Hacker News new | past | comments | ask | show | jobs | submit login
Show HN: Whisper.cpp and YAKE to Analyse Voice Reflections [iOS] (apps.apple.com)
6 points by ArminRS on Feb 20, 2023 | hide | past | favorite | 3 comments
Six months ago, I went full-time indie, but I haven't released anything so far. The products just never felt good enough for me to publicly say this is what I'm doing now.

To get out of this mindset, I decided to make an app for myself in a week, add monetization, release it and move on. The app idea was simple: Reflect on your day by answering the same four questions out loud. The answers are transcribed and with regular use you can see what influences you the most and take action. All on-device, as otherwise I wouldn't feel comfortable sharing my thoughts.

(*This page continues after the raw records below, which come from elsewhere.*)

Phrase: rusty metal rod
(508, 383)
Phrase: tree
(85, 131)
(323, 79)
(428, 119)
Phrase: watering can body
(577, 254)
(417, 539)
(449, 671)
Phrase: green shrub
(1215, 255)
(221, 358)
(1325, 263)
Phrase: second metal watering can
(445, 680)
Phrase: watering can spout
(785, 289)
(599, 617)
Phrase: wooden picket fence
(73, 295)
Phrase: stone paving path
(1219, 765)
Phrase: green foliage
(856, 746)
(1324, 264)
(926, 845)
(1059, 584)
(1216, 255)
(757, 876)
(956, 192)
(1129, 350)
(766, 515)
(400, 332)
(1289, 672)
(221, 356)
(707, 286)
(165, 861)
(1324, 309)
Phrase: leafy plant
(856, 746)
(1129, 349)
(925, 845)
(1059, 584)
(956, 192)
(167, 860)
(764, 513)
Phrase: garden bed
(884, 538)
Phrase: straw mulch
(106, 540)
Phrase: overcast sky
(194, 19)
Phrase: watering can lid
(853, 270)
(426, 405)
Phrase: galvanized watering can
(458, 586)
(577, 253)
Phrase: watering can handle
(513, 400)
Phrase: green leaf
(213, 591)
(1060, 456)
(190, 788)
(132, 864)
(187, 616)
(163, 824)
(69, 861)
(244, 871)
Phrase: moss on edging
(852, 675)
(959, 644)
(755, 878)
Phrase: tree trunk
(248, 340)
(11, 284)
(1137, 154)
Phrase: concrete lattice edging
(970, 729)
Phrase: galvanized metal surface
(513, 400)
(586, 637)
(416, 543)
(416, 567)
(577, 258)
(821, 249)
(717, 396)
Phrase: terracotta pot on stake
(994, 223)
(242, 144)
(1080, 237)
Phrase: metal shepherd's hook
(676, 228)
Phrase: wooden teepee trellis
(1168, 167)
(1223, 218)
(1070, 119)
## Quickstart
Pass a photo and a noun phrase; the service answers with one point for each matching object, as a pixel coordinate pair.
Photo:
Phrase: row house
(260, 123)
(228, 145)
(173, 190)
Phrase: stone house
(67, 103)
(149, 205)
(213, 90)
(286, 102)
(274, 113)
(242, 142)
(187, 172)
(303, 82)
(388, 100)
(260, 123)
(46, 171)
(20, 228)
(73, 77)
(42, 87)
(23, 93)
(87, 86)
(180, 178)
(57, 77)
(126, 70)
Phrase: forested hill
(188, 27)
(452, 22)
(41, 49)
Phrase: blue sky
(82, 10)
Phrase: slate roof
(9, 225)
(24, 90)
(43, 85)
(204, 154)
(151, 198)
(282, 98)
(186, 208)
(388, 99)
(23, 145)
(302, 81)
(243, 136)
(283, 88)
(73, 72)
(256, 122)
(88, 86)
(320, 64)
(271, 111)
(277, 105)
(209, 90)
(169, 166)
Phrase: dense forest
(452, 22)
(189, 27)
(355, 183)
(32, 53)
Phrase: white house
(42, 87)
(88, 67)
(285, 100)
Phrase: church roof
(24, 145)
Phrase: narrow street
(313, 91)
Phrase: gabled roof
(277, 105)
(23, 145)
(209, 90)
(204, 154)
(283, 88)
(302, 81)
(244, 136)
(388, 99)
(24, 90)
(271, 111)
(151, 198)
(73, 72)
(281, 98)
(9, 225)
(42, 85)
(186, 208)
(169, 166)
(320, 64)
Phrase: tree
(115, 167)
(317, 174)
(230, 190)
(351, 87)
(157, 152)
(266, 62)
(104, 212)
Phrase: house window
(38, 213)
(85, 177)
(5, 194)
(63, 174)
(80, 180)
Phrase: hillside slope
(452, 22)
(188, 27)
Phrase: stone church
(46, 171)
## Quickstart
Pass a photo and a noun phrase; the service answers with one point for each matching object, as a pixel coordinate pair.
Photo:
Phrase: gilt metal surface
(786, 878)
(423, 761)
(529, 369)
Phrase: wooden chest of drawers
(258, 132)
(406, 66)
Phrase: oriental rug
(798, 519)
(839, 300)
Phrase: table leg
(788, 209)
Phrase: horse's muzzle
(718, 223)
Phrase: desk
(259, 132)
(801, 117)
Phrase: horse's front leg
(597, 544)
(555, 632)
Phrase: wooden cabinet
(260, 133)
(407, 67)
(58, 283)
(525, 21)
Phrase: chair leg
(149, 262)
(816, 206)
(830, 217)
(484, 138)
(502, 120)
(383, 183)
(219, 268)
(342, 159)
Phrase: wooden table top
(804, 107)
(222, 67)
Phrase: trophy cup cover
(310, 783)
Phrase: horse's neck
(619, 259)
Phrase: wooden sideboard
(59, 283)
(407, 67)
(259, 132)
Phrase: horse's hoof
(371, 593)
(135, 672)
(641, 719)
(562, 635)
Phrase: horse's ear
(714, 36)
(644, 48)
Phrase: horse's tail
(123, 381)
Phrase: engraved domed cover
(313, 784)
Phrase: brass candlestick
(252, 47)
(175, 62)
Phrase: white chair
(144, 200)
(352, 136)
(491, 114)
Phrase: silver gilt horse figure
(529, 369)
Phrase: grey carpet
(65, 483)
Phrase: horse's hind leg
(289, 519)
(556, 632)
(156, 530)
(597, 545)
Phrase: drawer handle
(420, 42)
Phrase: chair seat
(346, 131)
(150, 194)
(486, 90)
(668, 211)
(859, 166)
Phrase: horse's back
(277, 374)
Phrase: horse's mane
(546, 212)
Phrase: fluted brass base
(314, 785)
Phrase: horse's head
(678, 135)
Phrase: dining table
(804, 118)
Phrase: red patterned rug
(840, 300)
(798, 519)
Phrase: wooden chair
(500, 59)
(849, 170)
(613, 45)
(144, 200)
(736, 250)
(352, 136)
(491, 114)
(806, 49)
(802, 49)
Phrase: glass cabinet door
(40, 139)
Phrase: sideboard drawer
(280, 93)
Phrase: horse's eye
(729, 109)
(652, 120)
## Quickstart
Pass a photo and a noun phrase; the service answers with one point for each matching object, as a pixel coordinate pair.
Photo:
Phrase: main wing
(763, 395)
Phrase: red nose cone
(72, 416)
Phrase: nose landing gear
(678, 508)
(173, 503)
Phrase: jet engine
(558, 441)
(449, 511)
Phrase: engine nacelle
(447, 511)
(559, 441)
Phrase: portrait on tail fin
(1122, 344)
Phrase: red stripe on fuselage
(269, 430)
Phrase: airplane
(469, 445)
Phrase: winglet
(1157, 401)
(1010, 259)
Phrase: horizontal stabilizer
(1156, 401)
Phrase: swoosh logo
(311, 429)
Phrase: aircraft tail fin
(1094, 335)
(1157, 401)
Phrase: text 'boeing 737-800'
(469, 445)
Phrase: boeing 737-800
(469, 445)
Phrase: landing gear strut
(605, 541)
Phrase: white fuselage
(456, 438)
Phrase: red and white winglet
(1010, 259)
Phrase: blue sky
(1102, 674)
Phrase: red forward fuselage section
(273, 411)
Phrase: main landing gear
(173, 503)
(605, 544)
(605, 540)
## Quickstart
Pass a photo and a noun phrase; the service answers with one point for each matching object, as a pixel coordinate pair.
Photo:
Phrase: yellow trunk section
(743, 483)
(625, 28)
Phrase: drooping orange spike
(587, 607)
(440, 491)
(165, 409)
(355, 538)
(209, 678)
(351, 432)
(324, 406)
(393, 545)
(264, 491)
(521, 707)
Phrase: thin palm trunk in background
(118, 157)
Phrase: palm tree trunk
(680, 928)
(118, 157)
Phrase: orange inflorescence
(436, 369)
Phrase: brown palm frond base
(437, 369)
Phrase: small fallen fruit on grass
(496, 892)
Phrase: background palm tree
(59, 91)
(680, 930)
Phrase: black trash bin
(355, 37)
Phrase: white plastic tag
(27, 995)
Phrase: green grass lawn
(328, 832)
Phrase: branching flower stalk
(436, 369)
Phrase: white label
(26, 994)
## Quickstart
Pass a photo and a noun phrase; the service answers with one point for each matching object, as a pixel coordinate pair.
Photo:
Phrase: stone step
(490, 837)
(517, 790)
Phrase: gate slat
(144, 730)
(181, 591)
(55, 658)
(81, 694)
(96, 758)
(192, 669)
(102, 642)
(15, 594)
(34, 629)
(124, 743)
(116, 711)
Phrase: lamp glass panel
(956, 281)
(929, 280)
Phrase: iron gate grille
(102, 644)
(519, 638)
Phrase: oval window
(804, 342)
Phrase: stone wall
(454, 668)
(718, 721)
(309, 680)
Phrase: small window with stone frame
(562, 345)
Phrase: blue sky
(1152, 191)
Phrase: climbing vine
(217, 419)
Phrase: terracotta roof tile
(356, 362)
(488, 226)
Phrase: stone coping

I had all core features working within a day by simply modifying an existing example app. However I was dissatisfied with iOS's built-in offline transcription due to a lack of punctuation and the speech recognition permission prompt that made it seem like data would leave the device. Decided to use whisper.cpp [0] (small model) instead. This change, lead to many others, as I now felt too little of the app's code was mine. e.g.:

  - Added automatic mood analysis. First using sentiment analysis, then changed to a statistical approach
  - Show trends: First implemented TextRank to provide a summary for an individual day, then changed it to extract keywords to spot trends over weeks and months. Replaced TextRank with KeyBERT for speed and n-grams, then BERT-SQuAD, and ended on a modified YAKE [1] for subjectively better results. (Do you know of a better approach?)
As a result, this tiny app took me over a month, but it still has its flaws:

  - Transcription is not live but performed on recordings, so if you immediately want the transcript of your most recent answer, you have to wait.
  - Mood and keyphrase extraction are optimized for my languages and way of speaking, so they might not generalize well.
  - Music in the background can result in nearly empty transcripts.
Nevertheless, after using the app regularly and enjoying it, I feel ready to release. Hope you will find the app useful too.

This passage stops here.